Workers who work in the fields are paid by the pineapple, and the “best workers” are capable of planting 10,000 pineapple plants every day by themselves. This equates to between $100 and $140 a week for 9.5 hour days – we never learned how many days a week they work.
Of the 2,800 acres of land that made up this plantation, Danny Dole swore to us that 900 of them were left forested, “to protect the rain forest.” Almost every stand of trees we saw, however, couldn't have been more than 30 ft deep at it's widest point, completely negating any serious biodiversity protection or carbon sequestration genuine forest conservation provides. To their credit, we did witness a real, life howler monkey in one of the trees. The poor thing was probably wondering if it was ever going to see a real forest, or a mate, ever again.
Both the route our bus took to and from the hacienda and the “limo” route through the plantation brought us by a pristine soccer field.

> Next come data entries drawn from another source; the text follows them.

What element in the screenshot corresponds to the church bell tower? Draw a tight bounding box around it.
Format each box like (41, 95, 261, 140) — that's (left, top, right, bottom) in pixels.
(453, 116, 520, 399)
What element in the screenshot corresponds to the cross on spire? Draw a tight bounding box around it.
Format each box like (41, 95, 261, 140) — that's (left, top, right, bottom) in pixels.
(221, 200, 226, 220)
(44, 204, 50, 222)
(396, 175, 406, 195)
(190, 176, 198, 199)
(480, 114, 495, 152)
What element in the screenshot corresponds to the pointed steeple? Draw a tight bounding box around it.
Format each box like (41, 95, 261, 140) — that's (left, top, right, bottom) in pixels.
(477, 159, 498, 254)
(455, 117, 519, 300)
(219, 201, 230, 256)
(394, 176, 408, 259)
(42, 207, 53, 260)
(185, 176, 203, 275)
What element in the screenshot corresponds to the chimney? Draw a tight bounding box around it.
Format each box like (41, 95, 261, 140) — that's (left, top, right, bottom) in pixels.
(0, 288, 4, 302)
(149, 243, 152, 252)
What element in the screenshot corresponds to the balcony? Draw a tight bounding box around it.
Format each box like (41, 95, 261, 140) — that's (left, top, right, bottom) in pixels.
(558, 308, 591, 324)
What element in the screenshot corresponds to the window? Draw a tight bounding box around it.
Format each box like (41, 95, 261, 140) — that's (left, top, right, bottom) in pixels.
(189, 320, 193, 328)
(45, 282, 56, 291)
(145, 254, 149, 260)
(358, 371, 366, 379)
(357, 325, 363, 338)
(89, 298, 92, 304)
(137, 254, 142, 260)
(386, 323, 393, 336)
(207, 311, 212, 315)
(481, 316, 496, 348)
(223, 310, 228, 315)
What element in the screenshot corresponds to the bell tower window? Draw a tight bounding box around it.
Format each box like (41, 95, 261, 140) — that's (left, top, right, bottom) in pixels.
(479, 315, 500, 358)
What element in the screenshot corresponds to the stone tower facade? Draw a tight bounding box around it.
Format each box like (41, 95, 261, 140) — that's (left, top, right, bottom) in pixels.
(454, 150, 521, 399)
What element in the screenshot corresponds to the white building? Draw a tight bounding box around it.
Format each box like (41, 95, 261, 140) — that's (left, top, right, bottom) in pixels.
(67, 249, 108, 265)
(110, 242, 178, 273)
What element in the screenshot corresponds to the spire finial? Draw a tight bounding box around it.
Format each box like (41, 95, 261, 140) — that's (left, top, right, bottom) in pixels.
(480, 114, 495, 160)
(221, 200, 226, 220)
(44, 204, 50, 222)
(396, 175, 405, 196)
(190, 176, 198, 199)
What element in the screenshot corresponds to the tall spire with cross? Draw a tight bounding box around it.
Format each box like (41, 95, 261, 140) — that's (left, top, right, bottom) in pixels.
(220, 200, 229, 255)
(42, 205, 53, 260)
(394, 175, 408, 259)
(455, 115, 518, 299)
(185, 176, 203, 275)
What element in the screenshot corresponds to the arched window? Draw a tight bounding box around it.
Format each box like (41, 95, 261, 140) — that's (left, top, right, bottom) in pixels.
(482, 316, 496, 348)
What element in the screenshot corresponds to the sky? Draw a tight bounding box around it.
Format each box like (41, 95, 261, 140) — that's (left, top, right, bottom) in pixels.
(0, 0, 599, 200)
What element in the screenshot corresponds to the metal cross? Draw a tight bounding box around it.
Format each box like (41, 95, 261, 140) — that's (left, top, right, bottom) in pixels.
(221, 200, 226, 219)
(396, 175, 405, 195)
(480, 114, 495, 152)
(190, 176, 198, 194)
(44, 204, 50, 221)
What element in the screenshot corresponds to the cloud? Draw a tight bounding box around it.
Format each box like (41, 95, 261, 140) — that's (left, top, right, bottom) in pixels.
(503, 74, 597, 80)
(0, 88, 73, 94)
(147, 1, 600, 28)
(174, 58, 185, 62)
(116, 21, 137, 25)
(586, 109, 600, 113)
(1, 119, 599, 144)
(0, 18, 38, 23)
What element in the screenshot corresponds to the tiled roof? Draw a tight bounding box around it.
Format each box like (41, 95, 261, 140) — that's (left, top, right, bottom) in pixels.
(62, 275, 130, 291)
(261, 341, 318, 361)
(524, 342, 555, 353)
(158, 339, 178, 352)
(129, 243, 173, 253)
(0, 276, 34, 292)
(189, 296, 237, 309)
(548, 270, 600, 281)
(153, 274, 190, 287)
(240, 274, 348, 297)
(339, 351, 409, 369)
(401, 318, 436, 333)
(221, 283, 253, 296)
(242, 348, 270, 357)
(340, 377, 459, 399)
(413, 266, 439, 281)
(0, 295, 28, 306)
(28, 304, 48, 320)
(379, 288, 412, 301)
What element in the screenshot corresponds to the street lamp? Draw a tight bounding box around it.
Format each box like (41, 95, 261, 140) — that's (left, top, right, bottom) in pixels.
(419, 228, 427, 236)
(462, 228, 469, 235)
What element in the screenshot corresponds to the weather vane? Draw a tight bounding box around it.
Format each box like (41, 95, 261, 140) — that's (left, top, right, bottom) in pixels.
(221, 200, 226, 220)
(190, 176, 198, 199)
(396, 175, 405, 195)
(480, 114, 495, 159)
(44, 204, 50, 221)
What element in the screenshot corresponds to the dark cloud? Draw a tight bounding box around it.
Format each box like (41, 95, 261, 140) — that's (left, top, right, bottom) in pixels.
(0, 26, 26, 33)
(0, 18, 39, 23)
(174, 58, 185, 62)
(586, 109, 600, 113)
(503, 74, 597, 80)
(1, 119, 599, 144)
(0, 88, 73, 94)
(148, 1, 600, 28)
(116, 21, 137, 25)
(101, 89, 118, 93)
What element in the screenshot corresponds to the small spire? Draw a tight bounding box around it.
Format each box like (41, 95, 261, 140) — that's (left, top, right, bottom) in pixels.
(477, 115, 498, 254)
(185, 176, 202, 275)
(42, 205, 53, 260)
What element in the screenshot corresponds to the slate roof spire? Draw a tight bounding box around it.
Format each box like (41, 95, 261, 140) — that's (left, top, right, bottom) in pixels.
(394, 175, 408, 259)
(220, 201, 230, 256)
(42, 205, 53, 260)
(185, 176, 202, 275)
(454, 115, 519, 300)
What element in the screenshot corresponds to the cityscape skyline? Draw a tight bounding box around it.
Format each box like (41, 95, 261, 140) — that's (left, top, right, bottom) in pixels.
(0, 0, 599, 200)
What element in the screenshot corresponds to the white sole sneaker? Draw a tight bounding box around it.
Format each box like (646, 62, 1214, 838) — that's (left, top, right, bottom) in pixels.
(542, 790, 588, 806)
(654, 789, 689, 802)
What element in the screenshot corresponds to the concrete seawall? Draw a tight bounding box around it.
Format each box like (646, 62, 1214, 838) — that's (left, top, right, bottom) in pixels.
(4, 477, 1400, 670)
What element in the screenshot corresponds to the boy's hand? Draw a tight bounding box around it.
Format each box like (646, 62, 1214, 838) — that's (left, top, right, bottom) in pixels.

When asked who use it, Danny answered an entirely different question, saying that he was the captain of his team because he was so good and so handsome. I'm not sure who wants to play soccer surrounded by pineapples after planting 10,000 plants in 9.5 hours – I know I wouldn't. Conveniently, we had just read an article about the Costa Rican Solidarista movement of the mid-20th century, in which workers were convinced to deunionize in exchange for perks like...soccer fields. This pineapple plantation, like most (if not all) in the country, was not unionized.
Call me a conspiracy theorist if you want – maybe I should have just enjoyed the damn pineapple and stopped thinking so much. Or maybe I should have just taken note of the parts Mr. Rockefeller emphasized: how a good pineapple is grown, how to pick the perfect pineapple in the store, which parts of the pineapple are sweetest and which should just be made into juice, how to cut a pineapple to impress, and of course, how to turn leftover pineapple shells into authentic piña colada cups so I can flirt with you. Had I done that, I would have left the plantation exactly as they intended: a prepared pineapple consumer, ready to head back to the states and show my friends and family the ways of the pineapple, just like all those retired Floridians.